The software workflow management  helps the triage nurse to plan a appointment, based on the urgency and the crowds at the post. The triage nurse will receive a proposal for an appointment in the post, depending on urgency. As a result, the flow of patients is classified according to urgency.

  • The Position of Nurse From the spring, specialist will also be deployed during weekend days at the DDDB, to reduce the workload of consulting doctors. This is in response to the good experiences at the Alphen location.
  • Autopsy has become U3. The KNMG states that an autopsy must reasonably take place within three hours. This is not consistent with a U2 urgency. A sick patient with a real U2 urgency should take precedence. In case of unexpected death with many questions and strong emotions with family, it can of course be chosen to make those visits. faster.
  • Agreed that there would be only 4 consultations can be scheduled per hour (was 6).
  • Environment

LUMC: this location closes January 2021;

Alphen: being renovated;

Leiderdorp: this year, the board will decide on the bridging location of the triage centre;

Voorhout: there are no plans for this Adjustments.

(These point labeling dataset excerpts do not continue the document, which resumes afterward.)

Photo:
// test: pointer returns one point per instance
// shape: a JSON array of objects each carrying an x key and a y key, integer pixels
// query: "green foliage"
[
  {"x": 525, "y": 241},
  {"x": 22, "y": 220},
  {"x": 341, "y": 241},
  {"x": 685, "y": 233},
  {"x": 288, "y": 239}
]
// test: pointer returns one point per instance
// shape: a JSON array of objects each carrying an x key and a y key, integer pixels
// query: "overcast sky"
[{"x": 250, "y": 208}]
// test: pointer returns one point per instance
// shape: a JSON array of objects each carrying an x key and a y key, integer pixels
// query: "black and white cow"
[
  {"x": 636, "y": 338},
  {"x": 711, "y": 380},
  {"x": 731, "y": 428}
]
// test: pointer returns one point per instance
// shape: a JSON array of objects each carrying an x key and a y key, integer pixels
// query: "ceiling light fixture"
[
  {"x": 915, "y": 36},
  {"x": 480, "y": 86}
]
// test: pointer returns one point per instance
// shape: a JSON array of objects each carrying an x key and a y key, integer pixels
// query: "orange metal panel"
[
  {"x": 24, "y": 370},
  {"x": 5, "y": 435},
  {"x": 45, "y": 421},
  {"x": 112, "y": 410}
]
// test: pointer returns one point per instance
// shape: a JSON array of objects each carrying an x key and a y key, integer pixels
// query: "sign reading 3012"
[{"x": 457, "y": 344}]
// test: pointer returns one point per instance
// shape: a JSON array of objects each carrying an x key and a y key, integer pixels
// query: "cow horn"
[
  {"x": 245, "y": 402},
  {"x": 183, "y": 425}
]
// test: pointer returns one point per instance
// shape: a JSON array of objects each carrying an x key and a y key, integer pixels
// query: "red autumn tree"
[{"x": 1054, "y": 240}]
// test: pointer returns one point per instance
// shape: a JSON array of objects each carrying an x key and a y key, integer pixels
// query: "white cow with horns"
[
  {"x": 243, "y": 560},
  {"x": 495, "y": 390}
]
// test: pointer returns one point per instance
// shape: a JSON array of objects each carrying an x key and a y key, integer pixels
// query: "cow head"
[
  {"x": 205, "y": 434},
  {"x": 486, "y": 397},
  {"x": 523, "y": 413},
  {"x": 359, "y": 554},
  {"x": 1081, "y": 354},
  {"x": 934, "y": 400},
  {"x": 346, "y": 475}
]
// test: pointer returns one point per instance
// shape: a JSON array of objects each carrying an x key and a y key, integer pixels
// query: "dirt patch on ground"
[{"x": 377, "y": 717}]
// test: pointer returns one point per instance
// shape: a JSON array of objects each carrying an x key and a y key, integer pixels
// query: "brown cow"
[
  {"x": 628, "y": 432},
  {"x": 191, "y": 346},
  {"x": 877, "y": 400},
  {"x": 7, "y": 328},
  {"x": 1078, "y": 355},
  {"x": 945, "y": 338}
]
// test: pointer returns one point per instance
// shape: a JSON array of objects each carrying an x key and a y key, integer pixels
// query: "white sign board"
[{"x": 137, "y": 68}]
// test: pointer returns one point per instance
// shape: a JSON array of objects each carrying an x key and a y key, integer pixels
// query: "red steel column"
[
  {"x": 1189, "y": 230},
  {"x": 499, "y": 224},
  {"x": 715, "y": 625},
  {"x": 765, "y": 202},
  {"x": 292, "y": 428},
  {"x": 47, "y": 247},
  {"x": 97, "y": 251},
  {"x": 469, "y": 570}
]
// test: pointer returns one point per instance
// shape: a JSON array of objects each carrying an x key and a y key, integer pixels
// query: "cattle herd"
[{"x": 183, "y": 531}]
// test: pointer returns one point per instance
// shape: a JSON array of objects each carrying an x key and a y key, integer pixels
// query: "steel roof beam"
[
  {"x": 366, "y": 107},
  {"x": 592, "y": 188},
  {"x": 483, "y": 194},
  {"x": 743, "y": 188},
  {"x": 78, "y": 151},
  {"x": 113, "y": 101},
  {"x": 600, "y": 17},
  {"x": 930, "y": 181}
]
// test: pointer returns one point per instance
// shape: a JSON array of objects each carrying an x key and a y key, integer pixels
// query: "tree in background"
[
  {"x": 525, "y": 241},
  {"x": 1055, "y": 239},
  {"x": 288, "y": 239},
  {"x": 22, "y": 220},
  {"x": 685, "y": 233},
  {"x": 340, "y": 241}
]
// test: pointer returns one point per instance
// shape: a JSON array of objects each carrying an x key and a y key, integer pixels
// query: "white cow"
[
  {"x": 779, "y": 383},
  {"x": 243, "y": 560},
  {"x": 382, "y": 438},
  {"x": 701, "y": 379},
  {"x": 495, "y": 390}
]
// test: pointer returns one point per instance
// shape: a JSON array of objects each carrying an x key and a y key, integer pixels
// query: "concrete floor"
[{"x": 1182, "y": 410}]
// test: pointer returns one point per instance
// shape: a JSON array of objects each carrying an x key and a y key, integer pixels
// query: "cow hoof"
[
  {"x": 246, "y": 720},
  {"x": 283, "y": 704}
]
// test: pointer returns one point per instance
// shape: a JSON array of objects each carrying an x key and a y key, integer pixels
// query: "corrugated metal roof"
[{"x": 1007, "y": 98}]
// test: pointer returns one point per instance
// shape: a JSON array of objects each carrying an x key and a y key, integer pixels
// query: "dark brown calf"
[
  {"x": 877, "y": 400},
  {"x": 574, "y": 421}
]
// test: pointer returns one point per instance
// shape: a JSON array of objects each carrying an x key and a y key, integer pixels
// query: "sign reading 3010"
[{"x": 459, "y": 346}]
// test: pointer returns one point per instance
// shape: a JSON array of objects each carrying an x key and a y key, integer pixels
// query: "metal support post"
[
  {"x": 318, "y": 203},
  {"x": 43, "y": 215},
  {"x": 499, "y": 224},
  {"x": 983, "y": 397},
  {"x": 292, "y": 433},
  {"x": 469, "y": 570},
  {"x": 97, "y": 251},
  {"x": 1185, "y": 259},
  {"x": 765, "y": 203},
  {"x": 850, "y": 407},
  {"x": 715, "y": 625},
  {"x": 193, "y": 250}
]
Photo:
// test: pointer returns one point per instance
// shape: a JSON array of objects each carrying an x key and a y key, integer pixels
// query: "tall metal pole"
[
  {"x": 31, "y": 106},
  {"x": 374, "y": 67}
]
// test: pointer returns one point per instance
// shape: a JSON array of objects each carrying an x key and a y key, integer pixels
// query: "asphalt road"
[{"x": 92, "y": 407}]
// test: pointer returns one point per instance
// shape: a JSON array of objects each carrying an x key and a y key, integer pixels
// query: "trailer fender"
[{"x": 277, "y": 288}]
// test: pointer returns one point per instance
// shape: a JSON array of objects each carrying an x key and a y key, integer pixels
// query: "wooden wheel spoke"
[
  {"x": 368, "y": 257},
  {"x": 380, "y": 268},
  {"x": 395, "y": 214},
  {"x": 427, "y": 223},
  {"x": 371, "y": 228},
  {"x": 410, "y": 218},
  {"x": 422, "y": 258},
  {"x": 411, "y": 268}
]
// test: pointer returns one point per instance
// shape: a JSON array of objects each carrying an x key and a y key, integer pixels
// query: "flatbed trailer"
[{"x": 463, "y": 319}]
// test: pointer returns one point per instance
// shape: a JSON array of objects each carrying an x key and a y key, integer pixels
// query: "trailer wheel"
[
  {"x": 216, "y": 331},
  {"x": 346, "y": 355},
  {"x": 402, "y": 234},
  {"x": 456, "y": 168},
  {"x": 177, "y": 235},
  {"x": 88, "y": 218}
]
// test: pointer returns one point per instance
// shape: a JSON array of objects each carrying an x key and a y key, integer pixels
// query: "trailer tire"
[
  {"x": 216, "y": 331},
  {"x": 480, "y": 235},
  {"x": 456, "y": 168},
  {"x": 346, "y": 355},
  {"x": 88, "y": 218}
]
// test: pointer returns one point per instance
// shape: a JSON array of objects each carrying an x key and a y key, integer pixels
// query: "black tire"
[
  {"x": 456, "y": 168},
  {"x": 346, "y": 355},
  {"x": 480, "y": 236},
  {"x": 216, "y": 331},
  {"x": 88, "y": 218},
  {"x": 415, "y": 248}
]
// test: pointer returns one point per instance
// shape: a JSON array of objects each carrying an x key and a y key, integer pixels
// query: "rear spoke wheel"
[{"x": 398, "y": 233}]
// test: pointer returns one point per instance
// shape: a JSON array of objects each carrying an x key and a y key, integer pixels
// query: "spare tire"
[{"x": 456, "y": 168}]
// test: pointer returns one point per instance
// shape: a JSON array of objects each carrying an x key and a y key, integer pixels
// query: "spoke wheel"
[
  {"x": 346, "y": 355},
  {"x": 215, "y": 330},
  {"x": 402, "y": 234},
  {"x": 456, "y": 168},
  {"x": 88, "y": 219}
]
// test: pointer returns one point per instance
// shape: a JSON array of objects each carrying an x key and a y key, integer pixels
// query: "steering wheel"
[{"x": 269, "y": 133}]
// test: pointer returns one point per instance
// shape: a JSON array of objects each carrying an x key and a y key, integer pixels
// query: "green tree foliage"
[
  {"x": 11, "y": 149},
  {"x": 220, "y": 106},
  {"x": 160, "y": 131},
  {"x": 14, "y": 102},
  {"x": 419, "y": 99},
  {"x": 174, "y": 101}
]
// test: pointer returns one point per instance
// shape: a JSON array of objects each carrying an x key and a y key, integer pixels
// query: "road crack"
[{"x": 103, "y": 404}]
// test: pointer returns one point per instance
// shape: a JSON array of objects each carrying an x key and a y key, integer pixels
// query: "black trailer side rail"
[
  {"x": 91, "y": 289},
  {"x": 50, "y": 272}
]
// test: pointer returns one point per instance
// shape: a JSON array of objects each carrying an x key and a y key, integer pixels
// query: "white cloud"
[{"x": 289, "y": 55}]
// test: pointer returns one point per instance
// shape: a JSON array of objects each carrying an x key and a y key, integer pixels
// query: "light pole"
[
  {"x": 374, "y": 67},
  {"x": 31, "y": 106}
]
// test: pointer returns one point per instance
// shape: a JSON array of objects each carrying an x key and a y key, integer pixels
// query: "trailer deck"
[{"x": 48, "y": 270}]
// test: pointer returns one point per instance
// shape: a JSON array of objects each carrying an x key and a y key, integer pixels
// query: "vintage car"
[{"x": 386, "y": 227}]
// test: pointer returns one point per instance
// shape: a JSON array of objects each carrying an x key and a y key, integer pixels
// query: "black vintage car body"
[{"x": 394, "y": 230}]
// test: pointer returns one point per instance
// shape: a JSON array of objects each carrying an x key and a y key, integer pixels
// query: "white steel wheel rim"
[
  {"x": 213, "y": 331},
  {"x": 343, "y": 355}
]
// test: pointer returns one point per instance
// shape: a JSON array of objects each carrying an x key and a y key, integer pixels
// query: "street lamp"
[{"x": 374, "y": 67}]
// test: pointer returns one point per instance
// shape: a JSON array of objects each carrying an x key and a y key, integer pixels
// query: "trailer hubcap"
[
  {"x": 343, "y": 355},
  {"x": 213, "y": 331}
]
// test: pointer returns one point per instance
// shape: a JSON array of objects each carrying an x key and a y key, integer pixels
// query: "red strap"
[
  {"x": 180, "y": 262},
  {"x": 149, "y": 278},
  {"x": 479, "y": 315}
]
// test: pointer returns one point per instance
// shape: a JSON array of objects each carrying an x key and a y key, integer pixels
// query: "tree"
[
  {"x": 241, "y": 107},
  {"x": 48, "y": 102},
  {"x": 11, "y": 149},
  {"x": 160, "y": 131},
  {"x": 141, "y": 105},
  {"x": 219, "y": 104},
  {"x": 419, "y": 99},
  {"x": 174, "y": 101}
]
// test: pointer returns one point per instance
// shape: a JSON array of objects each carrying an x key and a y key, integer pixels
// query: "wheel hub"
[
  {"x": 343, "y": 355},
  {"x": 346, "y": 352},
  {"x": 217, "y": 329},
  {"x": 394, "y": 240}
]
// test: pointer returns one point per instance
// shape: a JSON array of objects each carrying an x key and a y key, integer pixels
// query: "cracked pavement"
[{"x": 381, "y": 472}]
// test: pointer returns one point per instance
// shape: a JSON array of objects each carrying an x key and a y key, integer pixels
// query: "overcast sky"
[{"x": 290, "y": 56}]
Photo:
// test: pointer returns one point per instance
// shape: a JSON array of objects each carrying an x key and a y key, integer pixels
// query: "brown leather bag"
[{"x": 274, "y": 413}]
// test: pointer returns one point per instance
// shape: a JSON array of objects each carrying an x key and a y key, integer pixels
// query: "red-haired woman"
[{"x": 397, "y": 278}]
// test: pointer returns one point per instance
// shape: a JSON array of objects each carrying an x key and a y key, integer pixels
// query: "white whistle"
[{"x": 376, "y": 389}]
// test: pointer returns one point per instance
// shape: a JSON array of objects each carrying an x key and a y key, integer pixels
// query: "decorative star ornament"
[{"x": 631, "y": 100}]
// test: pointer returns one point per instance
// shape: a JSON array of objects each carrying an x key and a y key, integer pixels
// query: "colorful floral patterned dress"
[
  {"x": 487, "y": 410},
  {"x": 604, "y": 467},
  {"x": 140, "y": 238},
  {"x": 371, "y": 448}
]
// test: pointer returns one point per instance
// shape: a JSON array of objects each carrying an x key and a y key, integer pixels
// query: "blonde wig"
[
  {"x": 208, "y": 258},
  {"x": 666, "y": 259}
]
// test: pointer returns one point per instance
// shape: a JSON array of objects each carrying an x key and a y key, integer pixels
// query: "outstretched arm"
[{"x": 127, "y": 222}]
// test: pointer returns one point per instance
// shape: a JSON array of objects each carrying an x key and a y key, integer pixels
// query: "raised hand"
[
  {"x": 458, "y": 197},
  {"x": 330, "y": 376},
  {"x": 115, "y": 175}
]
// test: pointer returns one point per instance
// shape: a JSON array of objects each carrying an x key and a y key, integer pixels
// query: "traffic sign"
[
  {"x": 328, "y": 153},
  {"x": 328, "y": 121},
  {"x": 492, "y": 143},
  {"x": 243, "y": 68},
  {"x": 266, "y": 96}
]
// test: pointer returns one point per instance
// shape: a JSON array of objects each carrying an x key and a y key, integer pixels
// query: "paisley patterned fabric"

  • Working arrangements are not well known at the GPs

Before any attention is paid to announcement, is being carried out behind the scenes by the medical managers, managers of and quality assurance officers worked on updating the documents. As soon as 80% of the documents are up-to-date,  expected by the end of this year, they will be attention. The aim is for the triage nurses and/or doctor’s assistants to be be aware of the documents and also be able to retrieve them from Q-Link for the general practitioners.

  • Involvement

The boards of the SHR and DDDB bring a letter every month. Each HAP also sends out a monthly newsletter to all staff and general practitioners about the state of affairs within the out-of-hours GP services. In addition, there is a connection between the organization (e.g Board, Director, Medical Manager) and the sounding board group and the HAR.